Oxford, United Kingdom

Not long ago, the ashmolean Museum in Oxford, England, was like many of the objects it houses: an antique earthen-ware vessel, astonishing for what it was in its day, but not something that worked well for everyday use in modern times.

 

The Ashmolean was founded in 1677, when Elias Ashmole, a wealthy Englishman and avid accumulator, donated his collections to Oxford University. These included the “cabinet of curiosities,” stuffed animals and ethnographic relics acquired by John Tradescant and his son, John the Younger, 17th-century naturalists and gardeners who endeavored to gather and preserve “all knowledge.” The original Ashmolean (now housing Oxford’s Museum of the History of Science) was the first building in Europe constructed specifically as a public museum.

Over the next 200 years, the Ashmolean shifted away from the natural sciences and amassed an impressive collection of art and cultural artifacts. In 1845, the museum moved into a Neoclassical building designed by Charles Robert Cockerell. The great south-facing expanse of the building gave it a palatial appearance, but in fact it was just one bay deep and only contained a total of 22,000 square feet of exhibition space on three floors. In the 1890s, a lot to the north was acquired, and though the site is hemmed in by buildings on three sides, the museum gained another 28,000 square feet by constructing a series of glass-roofed, cast-iron industrial sheds there.

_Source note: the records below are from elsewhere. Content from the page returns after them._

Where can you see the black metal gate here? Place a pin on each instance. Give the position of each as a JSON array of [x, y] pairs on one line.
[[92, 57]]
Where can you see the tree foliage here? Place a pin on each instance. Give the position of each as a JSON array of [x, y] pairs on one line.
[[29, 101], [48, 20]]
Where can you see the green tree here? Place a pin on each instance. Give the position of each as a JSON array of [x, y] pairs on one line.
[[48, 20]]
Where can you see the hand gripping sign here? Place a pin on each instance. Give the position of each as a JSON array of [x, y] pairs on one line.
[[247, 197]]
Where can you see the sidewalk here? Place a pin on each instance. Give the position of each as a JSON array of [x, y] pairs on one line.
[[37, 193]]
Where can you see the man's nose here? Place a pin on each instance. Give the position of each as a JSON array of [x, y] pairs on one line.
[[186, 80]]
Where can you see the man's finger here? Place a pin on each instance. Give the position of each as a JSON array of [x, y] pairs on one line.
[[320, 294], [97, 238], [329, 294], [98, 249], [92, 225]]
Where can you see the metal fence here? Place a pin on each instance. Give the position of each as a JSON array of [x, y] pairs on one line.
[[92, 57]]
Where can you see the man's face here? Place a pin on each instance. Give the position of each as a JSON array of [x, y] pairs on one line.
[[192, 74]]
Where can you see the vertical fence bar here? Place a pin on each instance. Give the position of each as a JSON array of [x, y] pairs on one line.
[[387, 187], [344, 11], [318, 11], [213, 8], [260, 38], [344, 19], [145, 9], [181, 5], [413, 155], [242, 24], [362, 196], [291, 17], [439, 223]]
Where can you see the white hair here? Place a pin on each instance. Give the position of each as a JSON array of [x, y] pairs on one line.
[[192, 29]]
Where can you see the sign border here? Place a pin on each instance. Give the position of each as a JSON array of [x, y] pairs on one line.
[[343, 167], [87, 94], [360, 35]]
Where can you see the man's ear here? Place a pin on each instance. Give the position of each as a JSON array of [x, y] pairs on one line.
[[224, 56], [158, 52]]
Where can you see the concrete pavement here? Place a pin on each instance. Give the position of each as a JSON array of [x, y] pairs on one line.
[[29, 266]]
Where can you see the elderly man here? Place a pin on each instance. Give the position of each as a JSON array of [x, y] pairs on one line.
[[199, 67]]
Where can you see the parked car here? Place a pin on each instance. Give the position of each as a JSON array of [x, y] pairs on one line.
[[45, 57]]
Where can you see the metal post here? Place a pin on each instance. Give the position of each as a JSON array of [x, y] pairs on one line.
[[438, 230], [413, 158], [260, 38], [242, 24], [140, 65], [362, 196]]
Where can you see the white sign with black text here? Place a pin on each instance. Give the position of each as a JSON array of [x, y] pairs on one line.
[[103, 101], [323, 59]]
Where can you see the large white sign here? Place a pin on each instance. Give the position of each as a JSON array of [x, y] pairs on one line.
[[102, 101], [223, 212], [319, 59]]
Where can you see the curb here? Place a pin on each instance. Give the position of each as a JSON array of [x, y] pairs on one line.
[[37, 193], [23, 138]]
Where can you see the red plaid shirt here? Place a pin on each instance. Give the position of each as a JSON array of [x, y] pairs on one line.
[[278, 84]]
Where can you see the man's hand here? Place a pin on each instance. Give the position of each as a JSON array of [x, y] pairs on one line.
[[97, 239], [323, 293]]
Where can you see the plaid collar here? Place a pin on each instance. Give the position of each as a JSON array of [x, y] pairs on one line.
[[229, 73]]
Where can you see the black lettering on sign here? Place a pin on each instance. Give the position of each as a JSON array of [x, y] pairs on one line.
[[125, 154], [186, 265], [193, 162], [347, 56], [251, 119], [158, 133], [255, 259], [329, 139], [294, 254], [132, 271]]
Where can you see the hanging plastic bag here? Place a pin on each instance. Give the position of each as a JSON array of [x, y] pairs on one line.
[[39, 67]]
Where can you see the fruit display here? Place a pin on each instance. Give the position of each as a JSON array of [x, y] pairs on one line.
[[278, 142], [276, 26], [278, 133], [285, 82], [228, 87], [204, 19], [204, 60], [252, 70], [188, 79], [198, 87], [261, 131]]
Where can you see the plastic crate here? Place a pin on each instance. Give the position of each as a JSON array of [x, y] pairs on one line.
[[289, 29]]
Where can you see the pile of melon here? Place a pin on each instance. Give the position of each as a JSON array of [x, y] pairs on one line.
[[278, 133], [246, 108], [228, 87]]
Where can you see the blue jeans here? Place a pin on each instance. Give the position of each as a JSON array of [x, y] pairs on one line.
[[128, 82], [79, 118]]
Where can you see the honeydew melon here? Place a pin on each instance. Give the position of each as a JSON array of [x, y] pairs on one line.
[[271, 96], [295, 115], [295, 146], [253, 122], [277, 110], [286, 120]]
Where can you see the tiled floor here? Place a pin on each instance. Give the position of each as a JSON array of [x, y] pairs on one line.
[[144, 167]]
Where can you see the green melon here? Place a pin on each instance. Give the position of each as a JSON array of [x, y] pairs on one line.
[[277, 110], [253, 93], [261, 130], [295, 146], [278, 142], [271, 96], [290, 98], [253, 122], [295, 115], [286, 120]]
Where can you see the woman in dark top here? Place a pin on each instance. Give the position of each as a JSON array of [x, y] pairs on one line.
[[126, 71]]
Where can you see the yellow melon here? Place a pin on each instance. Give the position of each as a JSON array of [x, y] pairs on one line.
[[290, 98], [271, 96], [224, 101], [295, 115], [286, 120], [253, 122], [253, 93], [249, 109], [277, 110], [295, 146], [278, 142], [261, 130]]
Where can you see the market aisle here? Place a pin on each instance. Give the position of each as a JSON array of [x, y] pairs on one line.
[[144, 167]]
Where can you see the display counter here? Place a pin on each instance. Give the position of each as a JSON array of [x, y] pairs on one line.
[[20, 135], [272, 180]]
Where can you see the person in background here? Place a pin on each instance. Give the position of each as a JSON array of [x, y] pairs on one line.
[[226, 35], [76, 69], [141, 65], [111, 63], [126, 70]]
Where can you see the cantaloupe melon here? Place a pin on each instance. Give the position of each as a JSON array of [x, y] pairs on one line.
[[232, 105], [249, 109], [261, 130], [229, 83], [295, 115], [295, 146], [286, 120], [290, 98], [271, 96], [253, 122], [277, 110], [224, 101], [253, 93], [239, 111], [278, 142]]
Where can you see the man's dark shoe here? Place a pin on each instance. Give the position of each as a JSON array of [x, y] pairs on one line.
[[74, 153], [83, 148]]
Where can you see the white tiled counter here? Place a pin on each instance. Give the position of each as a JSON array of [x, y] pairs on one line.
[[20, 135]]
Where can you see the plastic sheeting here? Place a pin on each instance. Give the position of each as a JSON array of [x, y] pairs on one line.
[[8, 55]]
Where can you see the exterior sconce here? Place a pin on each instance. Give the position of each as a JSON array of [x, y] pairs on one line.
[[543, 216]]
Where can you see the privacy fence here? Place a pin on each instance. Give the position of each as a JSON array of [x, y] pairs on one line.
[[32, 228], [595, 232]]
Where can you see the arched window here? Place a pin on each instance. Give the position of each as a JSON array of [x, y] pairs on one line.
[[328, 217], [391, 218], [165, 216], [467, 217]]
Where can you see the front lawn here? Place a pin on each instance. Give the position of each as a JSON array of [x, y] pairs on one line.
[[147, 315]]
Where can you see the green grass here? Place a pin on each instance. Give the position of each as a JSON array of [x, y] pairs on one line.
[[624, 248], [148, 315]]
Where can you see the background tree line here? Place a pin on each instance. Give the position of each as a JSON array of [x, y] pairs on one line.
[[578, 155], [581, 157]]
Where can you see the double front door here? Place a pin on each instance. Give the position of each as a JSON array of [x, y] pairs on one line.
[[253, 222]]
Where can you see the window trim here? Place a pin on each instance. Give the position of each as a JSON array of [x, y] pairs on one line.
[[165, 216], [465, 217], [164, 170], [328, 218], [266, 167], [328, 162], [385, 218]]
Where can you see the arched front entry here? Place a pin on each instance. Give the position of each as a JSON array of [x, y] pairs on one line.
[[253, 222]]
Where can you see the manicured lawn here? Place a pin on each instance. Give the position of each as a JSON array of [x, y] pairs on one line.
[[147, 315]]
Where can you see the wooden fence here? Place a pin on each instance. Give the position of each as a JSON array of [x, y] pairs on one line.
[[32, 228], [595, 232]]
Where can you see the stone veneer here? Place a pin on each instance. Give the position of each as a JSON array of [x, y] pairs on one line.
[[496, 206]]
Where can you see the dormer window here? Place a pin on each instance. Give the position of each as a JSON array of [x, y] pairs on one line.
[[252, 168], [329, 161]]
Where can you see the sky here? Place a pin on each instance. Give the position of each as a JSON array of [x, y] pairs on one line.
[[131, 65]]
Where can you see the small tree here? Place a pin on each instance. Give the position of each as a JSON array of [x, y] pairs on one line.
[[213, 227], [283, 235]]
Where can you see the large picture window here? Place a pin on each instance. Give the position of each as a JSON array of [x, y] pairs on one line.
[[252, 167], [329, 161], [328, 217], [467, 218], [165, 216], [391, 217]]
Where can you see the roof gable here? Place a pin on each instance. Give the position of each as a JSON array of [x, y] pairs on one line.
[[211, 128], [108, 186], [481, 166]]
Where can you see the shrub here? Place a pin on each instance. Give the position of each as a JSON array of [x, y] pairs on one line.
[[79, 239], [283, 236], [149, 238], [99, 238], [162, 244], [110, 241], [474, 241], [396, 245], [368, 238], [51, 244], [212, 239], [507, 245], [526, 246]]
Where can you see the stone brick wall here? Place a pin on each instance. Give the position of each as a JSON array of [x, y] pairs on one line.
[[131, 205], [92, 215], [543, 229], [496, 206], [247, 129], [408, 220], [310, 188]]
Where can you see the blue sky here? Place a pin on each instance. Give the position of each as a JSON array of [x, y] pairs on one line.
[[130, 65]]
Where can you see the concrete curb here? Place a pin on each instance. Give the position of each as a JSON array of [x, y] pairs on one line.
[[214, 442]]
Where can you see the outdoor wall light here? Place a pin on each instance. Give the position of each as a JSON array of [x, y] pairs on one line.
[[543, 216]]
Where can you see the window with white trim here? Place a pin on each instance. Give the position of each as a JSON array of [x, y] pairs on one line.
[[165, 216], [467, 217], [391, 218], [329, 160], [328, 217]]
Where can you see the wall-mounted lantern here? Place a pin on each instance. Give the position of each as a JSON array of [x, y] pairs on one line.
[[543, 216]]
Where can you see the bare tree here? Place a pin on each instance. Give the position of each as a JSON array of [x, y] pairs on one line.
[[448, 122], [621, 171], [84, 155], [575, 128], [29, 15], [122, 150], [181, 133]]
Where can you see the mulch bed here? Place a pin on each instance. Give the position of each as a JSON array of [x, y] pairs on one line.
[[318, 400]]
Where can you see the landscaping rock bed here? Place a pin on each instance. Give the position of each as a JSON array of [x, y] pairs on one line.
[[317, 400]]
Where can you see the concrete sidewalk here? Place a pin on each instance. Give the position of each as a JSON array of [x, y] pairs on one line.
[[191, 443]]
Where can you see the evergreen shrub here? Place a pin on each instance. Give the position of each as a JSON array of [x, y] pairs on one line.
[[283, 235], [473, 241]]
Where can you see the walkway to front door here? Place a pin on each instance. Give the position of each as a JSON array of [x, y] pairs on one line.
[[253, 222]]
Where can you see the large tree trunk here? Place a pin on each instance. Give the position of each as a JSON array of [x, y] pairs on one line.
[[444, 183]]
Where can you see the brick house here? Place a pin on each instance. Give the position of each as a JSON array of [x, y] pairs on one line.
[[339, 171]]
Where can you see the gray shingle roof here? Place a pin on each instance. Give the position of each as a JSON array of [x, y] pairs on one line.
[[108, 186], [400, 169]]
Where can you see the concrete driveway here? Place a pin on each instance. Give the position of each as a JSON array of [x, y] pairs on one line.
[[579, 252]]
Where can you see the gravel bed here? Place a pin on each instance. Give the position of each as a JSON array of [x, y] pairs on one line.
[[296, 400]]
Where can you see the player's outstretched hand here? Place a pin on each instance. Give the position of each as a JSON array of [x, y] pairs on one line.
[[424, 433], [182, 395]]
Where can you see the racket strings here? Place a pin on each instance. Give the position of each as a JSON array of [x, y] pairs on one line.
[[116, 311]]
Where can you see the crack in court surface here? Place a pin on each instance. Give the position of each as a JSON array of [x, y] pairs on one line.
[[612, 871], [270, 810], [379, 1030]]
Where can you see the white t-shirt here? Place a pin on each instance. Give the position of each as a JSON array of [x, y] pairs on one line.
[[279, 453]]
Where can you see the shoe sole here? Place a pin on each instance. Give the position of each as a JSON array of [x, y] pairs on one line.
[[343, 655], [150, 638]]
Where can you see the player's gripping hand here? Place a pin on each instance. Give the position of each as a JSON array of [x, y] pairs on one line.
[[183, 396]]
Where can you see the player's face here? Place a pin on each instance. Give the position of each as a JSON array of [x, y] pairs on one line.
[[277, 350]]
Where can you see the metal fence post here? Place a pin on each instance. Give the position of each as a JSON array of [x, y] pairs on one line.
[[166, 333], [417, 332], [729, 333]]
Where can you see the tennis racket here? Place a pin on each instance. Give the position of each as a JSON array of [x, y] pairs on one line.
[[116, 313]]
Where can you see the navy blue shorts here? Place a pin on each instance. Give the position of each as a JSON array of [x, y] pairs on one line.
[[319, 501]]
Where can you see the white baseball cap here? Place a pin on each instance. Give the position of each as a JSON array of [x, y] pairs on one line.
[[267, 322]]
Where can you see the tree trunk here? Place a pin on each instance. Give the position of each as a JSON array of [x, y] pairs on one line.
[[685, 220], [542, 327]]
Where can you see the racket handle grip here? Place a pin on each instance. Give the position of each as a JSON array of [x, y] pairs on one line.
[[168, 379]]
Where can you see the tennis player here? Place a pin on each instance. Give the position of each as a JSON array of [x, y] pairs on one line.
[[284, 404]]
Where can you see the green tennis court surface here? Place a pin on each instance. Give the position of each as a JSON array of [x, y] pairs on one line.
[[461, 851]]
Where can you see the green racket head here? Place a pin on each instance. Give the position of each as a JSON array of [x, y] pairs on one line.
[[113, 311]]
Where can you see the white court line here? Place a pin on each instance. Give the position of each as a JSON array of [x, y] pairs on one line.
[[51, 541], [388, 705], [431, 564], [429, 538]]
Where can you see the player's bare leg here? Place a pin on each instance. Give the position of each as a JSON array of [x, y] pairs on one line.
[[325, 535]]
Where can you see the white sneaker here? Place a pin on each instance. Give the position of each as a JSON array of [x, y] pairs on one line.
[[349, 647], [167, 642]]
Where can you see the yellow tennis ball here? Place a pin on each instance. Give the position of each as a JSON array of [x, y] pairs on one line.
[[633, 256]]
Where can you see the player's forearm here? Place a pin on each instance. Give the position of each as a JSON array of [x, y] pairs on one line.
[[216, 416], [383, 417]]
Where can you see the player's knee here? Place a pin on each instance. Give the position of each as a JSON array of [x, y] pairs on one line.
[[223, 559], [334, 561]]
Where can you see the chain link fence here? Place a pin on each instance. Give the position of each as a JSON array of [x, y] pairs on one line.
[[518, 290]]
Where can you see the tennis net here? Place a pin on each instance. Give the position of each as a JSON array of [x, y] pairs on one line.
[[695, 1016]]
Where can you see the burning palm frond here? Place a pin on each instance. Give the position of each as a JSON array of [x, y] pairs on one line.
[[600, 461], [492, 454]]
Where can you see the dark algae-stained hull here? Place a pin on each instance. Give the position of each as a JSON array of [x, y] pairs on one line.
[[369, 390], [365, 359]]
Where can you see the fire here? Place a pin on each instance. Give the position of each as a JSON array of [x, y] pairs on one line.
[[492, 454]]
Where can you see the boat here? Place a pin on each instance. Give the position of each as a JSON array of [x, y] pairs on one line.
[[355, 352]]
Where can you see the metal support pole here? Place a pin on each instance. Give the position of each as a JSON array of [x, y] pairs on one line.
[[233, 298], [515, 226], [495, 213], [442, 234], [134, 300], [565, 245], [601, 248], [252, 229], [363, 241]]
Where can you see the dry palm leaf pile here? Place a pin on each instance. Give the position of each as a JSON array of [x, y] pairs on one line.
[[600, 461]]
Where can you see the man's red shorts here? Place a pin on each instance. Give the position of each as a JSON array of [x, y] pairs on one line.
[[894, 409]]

During the ensuing 150 years, the Ashmolean’s collection grew further, in part through the finds of Oxford archaeologists such as Sir Arthur Evans, but the museum was so small, only a fraction of the art could be displayed. It also lacked climate-controlled space to show textiles, a back-of-house area, and even a loading dock.

In 1999, Rick Mather Architects was hired to do a master plan, including an evaluation of the collections and extensive historic research on the building. Principal Rick Mather, a native of Oregon, came to London in the 1960s to study urban design at the Architecture Association and decided to stay. His firm has been responsible for a number of museum and cultural projects, including significant restoration work and an addition for the Sir John Soane–designed Dulwich Picture Gallery, in Dulwich, London.

The master plan yielded vital documentation for the Listed Building Consent application, an arduous process required for the alteration of historic buildings in the U.K. Although the resulting Listed Building Consent permitted the demolition of the sheds, it also “made it a condition that you could not see the new building from the street,” says Ashmolean’s director Christopher Brown. This limited the height of the addition. “What Rick Mather had to do was work within a sort of box of space.”

Brown comments, “Oxford has a taste for pastiche, and I wanted a building of 2009.” But he also had a requirement that created a spatial puzzle for the architects. Characteristically, museums organize their collections by department (Greek, Roman, and so on), but this kind of design isolates collections, making it difficult to form connections between them. Brown wanted diverse objects to be displayed according to their cultural associations and time period, showing how they relate to each other visually so that “they communicated with each other.” When visitors moved through the galleries, they would be able to piece together the story of how different cultures influenced each other by observing the art.

The resulting expansion is a deft insertion of a new concrete-framed building into the void that remained when the sheds were taken down. The position of the basement, first, and second floors of the original building set the heights of the basement, first, and third floors of the new portion (see section, below). The spaces are organized around a central atrium that is on axis with Cockerell’s double-height entry. On one side of this atrium, a series of beautifully crafted staircases allows patrons to move from one level to the next. Bridges located on the first and third levels span double-height galleries on the ground and second floors. No gallery is more than a few steps away from the atrium, and many look into it as well, enabling daylight to be an orientation device. “Without it, it would be like you were looking at art in the basement of a battleship,” says Mather. Sound transmitted throughout the building by this core helps give the interior a lively atmosphere, avoiding the hushed austerity typical of older museums.

Mather’s design does an extraordinary job of organizing the Ashmolean’s collection rationally, helped considerably by the firm’s extensive analysis of it during the master-planning phase. It effectively doubles the available exhibition space. Now there are 39 galleries, and 35 of them display the permanent collection. The addition does not intersect with Cockerell’s galleries too often. This helps avoid the experience common to many expansions, where visitors are forced to time-travel much too frequently between rooms with herringbone parquet floors and big base moldings, and others with floors and ceilings of ice-white Sheetrock. Here, the galleries that have been renovated in the old building have maintained their original Victorian flair.

Two things fortunately missing from this addition are air-conditioning grilles and drafty air. Spaces are conditioned using displacement ventilation: Air is circulated through concealed slots at the tops and bottoms of walls at such low velocities that it cannot be felt. Brown finally has his properly conditioned textile galleries (and a loading dock). “It is hard to adapt a 19th-century building to modern museum practice,” he says, “but we have caught up now.”